Le 8 mars, le président ukrainien Volodymyr Zelensky a confirmé que des experts de Kiev en pilotage de drones seraient présents au Moyen-Orient cette semaine. Cette initiative s'inscrit dans le cadre des efforts de l'Ukraine pour échanger l'approvisionnement en missiles antiaériens des États-Unis dans un contexte d'épuisement de ses stocks de missiles intercepteurs.
Kiev est actuellement confronté à une grave pénurie de missiles PAC-3, qui sont coûteux. Les dirigeants ukrainiens craignent que le conflit prolongé au Moyen-Orient ne pousse les États-Unis à donner la priorité au transfert de ressources militaires vers cette région. Par conséquent, le partage d'expériences de combat réel contre les drones Shahed est considéré comme un "produit" stratégique pour que l'Ukraine maintienne le soutien des États-Unis et de leurs alliés du Golfe.
L'expérience ukrainienne en matière de lutte contre les drones est considérée comme unique après plus de 4 ans de résistance continue aux attaques russes. L'envoi d'experts au Moyen-Orient est une démarche stratégique visant à ouvrir de nouveaux partenariats de défense.

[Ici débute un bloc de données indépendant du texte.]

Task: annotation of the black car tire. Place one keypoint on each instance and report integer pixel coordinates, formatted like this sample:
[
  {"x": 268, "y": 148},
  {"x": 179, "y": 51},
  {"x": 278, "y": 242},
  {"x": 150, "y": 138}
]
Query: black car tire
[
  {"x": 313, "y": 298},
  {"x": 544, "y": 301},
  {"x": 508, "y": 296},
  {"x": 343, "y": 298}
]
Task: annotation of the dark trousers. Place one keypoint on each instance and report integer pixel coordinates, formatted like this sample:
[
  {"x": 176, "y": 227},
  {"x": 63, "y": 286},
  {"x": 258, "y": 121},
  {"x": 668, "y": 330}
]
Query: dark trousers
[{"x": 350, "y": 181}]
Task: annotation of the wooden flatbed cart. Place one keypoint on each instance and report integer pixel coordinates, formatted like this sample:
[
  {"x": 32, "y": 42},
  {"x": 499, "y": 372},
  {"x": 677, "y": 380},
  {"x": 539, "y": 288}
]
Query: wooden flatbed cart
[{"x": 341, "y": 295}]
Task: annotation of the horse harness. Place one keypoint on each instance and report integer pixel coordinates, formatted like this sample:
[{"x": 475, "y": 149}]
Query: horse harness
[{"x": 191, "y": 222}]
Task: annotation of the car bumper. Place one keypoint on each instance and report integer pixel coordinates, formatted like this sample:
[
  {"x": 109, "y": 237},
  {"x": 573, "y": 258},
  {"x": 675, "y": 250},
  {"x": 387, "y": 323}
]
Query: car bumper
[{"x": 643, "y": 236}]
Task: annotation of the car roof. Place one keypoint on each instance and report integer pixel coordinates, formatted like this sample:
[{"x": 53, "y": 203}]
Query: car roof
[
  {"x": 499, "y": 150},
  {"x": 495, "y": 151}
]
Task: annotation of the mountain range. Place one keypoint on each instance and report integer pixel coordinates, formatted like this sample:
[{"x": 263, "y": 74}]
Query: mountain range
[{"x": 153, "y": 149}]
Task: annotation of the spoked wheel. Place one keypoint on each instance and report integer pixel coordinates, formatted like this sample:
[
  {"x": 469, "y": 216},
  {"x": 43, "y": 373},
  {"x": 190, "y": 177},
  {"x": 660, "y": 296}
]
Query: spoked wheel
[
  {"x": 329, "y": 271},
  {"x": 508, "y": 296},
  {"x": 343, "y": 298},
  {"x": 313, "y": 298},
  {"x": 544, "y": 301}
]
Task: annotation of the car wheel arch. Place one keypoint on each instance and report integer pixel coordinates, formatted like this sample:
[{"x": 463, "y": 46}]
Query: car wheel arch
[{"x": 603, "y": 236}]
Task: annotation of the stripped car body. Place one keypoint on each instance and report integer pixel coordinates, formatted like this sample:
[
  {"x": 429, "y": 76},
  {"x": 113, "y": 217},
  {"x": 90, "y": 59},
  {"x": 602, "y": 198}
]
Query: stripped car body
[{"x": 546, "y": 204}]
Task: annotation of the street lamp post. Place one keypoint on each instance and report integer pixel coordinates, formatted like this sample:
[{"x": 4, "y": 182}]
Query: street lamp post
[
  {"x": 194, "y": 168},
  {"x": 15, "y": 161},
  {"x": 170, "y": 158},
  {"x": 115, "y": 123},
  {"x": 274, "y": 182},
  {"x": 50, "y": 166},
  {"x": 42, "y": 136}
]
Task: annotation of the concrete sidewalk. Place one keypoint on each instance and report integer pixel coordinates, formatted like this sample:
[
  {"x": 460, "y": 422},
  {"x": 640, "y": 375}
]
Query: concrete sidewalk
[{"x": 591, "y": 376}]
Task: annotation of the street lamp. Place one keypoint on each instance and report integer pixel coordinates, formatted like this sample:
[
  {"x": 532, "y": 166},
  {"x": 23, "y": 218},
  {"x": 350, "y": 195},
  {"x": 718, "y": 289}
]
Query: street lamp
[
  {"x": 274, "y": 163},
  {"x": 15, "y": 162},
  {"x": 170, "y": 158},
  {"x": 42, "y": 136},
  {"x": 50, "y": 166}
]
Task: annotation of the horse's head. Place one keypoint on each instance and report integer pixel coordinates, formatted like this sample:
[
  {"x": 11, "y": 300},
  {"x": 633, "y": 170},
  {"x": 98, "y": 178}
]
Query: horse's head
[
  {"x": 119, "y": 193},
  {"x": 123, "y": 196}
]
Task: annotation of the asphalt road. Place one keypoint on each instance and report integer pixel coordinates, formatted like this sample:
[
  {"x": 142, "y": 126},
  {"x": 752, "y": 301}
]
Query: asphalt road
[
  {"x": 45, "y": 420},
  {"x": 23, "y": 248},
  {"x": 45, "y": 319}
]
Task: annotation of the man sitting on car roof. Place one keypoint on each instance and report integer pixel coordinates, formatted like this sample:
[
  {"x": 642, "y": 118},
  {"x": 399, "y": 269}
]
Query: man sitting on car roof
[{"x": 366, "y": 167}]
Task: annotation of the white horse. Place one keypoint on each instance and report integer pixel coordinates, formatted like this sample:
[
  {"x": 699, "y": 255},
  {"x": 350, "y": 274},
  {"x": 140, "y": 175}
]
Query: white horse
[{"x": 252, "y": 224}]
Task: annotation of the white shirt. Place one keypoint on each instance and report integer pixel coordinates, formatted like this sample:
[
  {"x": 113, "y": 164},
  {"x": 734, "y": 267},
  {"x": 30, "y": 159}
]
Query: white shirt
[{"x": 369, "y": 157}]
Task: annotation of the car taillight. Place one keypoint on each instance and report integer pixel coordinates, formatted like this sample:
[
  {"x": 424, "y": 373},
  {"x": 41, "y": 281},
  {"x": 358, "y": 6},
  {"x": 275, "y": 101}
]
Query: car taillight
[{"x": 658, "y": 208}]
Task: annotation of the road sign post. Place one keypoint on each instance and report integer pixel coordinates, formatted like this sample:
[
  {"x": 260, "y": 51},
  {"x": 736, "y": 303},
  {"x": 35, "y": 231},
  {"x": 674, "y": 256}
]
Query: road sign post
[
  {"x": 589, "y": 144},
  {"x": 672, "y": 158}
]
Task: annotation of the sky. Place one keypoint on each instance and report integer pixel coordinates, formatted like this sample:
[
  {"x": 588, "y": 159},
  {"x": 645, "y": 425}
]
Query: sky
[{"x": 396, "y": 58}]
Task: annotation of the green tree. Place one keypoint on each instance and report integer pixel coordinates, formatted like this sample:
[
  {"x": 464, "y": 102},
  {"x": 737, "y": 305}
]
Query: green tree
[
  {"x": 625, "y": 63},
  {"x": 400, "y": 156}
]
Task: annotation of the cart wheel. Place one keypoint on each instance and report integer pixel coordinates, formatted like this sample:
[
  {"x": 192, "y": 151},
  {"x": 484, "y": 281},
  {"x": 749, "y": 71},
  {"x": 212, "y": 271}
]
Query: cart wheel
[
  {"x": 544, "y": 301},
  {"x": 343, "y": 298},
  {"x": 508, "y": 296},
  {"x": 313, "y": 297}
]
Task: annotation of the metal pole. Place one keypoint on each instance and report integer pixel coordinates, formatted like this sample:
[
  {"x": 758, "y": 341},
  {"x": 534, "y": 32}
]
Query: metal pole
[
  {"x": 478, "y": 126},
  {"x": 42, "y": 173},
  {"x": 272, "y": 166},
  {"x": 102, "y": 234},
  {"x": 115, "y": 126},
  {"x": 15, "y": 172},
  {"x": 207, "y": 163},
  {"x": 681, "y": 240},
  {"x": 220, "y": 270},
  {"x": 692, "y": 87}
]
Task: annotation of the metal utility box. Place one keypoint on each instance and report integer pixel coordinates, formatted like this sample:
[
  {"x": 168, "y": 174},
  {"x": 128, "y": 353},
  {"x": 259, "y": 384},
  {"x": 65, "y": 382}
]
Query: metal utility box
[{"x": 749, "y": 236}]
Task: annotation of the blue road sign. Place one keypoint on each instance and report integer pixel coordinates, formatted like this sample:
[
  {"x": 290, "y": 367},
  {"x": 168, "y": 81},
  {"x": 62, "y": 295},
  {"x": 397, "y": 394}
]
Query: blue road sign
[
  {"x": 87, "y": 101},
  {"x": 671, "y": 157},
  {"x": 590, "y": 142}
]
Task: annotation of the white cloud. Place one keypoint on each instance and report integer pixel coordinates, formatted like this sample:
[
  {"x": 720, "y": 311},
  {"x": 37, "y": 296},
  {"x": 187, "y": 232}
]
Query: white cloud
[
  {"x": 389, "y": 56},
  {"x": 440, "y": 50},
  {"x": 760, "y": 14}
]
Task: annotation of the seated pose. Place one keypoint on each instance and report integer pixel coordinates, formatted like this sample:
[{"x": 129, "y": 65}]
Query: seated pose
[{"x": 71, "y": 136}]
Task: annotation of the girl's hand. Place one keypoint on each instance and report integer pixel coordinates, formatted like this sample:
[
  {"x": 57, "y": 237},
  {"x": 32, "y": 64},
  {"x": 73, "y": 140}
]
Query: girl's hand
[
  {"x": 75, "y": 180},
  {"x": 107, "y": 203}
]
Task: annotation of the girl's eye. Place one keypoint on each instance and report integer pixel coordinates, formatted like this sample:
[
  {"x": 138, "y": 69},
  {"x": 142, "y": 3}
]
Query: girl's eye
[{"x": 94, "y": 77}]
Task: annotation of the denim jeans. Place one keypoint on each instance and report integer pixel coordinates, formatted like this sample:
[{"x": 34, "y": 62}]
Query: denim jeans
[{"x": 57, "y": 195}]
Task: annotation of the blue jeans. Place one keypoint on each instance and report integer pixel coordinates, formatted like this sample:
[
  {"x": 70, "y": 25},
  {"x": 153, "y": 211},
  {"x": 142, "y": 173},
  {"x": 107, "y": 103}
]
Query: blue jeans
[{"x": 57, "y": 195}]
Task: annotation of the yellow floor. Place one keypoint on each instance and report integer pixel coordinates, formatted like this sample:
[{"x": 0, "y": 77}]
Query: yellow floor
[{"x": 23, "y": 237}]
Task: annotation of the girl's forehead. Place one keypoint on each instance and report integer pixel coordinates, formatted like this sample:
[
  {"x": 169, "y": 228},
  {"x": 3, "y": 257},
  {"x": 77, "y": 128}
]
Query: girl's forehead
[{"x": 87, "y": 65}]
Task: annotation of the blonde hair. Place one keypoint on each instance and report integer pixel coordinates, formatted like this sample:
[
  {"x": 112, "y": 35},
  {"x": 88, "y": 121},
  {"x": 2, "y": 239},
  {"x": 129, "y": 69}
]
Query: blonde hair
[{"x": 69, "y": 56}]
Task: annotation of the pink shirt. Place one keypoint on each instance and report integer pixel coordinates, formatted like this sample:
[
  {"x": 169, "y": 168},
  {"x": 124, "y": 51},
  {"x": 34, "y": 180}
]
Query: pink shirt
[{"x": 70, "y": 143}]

Cependant, les experts mettent en garde contre le fait que l'exportation de main-d'œuvre et de matériel alors que le marché des armes est resserré pourrait causer des difficultés à l'armée ukrainienne elle-même sur le champ de bataille intérieur. Kiev doit examiner attentivement le soutien à ses alliés et la garantie de sa capacité de défense nationale.
Parallèlement au plan au Moyen-Orient, M. Zelensky a également discuté avec le Premier ministre néerlandais Rob Jetten de la coopération dans la production d'armes conjointes. Les Pays-Bas sont actuellement le pays qui contribue à hauteur de 870 millions de dollars au programme PURL, soutenant l'Europe dans l'achat d'armes américaines pour l'Ukraine.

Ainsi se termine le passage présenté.